Israel expected to heed US urgings to abandon fighter project. US, which foots most of the bill, says jet eats too much defense aid

A meeting of the Israeli Cabinet this weekend will rate unusual attention by the Reagan administration. The Israelis are to decide whether to proceed with the development of a high-performance fighter jet designed to rival the best produced in the United States. But the Reagan administration calls the project a boondoggle that will siphon US aid from more pressing Israeli defense needs.

During the past week, senior US officials have pressured the Israelis to abandon the Lavi jet fighter project. Secretary of State George Shultz sent a private message to Israeli Cabinet officers asserting that the Lavi project was one neither Israel nor the US could afford.

``Both the US and Israel estimate production cost of a magnitude which could not be funded within our security-assistance program to Israel without crowding out other important projects,'' State Department spokesman Charles Redman adds.

In an effort to sweeten a decision to abandon the project, the US has offered some important financial concessions.

During a recent US visit by Israeli Defense Minister Yitzhak Rabin, Defense Department officials reportedly promised to do their best to help cover costs associated with the termination of the project and to sustain current levels of aid for foreign military sales (FMS) to Israel. That means reallocating for other purposes the $550 million in FMS now earmarked for the Lavi program.

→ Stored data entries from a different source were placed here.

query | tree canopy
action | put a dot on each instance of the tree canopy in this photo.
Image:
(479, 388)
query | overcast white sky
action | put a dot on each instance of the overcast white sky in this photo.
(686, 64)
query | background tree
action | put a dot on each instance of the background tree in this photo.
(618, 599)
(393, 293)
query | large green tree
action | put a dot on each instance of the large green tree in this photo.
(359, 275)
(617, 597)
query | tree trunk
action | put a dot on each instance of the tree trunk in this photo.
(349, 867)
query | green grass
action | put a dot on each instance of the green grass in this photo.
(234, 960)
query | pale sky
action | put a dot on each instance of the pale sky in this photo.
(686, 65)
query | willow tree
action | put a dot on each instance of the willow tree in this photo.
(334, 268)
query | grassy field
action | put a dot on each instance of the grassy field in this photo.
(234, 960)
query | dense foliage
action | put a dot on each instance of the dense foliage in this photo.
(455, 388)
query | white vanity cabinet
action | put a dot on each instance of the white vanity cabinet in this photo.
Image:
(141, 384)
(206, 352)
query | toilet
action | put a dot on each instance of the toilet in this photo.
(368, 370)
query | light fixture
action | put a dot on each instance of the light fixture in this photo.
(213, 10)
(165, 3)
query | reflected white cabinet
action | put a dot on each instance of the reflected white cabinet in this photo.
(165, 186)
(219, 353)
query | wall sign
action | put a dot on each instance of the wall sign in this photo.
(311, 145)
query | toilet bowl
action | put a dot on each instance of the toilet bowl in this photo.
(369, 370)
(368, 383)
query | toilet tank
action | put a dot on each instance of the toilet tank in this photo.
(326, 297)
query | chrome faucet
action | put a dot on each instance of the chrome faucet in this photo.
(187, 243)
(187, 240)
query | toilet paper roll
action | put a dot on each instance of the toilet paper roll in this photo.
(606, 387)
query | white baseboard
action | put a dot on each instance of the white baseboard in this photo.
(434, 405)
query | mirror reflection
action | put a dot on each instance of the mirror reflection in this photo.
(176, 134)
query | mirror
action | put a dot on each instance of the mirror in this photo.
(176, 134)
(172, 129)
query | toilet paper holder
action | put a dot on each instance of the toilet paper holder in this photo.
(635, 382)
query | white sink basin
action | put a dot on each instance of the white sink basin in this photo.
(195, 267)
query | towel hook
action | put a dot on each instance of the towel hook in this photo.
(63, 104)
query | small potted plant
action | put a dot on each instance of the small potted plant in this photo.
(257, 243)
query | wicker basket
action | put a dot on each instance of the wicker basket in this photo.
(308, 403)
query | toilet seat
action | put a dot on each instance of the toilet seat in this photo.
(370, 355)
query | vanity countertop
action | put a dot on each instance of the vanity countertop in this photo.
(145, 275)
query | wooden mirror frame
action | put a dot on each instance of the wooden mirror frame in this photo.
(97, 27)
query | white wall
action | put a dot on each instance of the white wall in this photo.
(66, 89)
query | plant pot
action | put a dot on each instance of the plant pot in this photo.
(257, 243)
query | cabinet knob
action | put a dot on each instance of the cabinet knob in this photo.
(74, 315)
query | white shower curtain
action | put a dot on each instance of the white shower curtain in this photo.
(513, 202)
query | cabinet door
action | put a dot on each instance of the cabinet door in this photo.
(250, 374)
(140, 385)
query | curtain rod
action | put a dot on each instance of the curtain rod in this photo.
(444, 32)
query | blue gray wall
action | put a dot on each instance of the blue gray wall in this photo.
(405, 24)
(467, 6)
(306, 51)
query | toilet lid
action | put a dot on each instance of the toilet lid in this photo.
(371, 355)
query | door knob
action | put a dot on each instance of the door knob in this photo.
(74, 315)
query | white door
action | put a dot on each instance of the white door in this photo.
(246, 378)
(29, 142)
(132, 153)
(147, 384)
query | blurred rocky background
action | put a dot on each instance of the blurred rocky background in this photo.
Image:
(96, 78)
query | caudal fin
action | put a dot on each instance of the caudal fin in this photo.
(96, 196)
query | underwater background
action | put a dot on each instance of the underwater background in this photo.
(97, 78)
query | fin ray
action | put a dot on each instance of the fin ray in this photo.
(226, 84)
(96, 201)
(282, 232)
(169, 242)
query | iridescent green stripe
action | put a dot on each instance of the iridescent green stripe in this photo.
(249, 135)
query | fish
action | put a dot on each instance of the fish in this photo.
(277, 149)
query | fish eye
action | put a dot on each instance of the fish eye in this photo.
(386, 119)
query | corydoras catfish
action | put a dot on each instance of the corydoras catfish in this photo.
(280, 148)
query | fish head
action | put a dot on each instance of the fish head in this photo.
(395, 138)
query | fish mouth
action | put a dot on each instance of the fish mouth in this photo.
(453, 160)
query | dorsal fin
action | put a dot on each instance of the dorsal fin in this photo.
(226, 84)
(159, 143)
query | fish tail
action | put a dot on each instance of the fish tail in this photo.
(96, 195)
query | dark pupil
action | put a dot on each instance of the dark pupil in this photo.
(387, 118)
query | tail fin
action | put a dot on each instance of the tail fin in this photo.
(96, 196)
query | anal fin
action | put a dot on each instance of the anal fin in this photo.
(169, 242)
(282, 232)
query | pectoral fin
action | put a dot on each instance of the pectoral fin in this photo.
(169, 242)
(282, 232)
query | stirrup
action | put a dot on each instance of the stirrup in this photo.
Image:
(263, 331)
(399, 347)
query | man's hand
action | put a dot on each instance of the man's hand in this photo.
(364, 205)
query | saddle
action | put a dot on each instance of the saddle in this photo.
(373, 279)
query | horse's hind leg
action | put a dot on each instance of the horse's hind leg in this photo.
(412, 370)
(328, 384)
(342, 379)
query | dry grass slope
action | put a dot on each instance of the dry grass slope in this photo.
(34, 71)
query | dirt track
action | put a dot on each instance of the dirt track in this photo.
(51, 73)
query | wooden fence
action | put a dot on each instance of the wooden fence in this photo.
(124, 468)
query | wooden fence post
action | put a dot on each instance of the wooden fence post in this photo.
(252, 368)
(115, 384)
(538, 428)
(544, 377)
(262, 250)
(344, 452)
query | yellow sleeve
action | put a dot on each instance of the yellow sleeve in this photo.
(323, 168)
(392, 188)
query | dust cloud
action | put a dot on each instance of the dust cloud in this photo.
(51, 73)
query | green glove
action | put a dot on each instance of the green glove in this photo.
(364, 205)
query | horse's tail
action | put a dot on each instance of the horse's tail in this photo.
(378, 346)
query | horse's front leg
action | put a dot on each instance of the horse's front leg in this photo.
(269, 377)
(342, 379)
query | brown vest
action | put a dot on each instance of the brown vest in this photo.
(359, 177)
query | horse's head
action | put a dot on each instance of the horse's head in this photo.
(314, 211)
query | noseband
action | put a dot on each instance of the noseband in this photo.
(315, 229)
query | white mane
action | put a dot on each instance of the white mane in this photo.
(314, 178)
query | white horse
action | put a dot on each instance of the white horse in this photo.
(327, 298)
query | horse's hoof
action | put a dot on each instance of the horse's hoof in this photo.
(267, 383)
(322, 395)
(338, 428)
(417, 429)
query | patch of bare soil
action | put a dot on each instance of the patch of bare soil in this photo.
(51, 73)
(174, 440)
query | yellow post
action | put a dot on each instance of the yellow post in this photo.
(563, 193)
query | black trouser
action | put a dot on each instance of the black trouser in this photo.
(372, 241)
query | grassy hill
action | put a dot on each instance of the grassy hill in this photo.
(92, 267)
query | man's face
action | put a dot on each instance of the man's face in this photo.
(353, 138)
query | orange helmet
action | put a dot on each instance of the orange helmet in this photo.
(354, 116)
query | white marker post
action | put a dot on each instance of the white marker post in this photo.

More important, Israeli officials say, the US has agreed to increase ``offset'' expenditures in Israel, an arrangement by which the US will purchase $150 million in Israeli equipment - mostly electronics and avionics - during each of the next two years.

The offset provision is considered particularly important to Israel because of the need to sustain employment in Israel's high-tech industries. According to an Israeli official, some 2,000 scientists and engineers have emigrated to Israel from the West to work on the Lavi project. The offset agreement could help prevent a reverse brain drain resulting from the expected decision to scotch the Lavi program.

Despite the fact that the Lavi has been a major employer and a source of enormous national pride in Israel, the project has been a drain on the Israeli economy, including the defense budget.

``The Lavi has been the biggest enemy of the Israeli Army,'' says one Israeli official, who notes that a disproportionate amount of US aid has been devoted to developing the controversial fighter aircraft, which is the rough equivalent of the popular US-made F-16.

The US has invested $1.5 billion in the Lavi program, which so far has produced two prototype aircraft. But enthusiasm for the project has largely been confined to Capitol Hill, where a small group of House members has kept it alive.

From the start, the Reagan administration has been skeptical. One State Department official says the Lavi could absorb close to half of the annual $1.8 billion in US military aid earmarked for Israel, compromising other defense programs. For far less money, Israel could buy comparable US F-16s.

``To continue with the Lavi means having to cut out some other high priority items from [Israel's] defense budget,'' comments this official. ``That could hurt Israel's qualitative defensive edge.''

Israelis have become emotionally attached to the Lavi project, seeing in it a symbol of the nation's military independence. ``For everyone here it is a very sad moment,'' says an Israeli official of the fact that the days of the Lavi project may be numbered.